Building GUI utilities based on VB6 instead of status quo web technologies might actually be more stable and productive.
I started with VB6 so I'm sometimes nostalgic for it too but let's not kid ourselves.
We might take it for granted but React-like declarative top-down component model (as opposed to imperative UI) was a huge step forward. In particular that there's no difference between initial render or a re-render, and that updating state is enough for everything to propagate down. That's why it went beyond web, and why all modern native UI frameworks have a similar model these days.
I would vote for Delphi/FreePascal, but share the sentiment.
And more performant. Software written for 2005 Windows runs super fast on todays systems.
Only if I don't need to do anything beyond the built-in widgets and effects of Win32. If I need to do anything beyond that then I don't see me being more productive than if I were using a mature, well documented and actively maintained application runtime like the Web.
If it is made to allow C codes to be combined with VB6 codes easily, and a FOSS version of VB6 (and the other components it might use) is made available on ReactOS (and Wine, and it would also run on Windows as well), then it might be better than using web technologies (and is probably better is a lot of ways). (There are still many problems with it, although it would avoid many problems too.)

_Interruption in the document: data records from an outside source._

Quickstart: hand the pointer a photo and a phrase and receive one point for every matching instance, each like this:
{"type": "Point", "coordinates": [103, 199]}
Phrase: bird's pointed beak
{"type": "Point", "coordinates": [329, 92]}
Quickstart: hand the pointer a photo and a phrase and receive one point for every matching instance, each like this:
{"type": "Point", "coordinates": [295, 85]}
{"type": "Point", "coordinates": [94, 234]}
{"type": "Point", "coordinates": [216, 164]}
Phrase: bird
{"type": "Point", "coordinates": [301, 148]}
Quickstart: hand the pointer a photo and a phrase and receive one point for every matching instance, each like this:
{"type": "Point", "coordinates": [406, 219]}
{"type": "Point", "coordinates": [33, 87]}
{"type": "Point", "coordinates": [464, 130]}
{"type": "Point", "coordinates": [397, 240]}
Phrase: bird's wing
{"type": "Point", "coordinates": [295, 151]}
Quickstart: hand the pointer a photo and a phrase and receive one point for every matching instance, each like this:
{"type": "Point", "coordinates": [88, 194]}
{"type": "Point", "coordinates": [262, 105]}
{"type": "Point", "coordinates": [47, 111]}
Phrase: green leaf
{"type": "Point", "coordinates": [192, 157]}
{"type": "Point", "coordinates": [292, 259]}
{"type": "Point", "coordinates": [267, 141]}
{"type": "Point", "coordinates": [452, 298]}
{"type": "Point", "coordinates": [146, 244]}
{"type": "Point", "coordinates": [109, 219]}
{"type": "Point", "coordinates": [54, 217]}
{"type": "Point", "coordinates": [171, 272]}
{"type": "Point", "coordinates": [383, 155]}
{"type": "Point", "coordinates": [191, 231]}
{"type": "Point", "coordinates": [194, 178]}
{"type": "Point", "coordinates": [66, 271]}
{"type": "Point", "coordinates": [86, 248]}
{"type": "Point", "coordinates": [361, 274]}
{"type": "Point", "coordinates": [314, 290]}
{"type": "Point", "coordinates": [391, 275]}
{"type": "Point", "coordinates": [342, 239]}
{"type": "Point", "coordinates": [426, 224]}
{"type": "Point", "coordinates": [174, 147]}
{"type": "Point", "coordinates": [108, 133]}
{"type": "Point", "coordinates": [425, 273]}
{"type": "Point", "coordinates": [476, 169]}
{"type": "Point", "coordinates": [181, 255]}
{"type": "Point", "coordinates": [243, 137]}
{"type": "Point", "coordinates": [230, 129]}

Or VB.NET? In some ways it's actually easier than VB6
Honestly, it’s probably faster and less resource intensive through emulation than your average Electron app :-/
I would pick Delphi (with which you can build Windows, Linux, macOS, Android, and iOS apps - https://www.embarcadero.com/products/delphi)
Alternatively, RemObjects makes Elements, also a RAD programming environment in which you can code in Oxygene (their Object Pascal), C#, Swift, Java, Go, or Mercury (VB) and target all platforms: .Net, iOS and macOS, Android, WebAssemblyl, Java, Linux, Windows.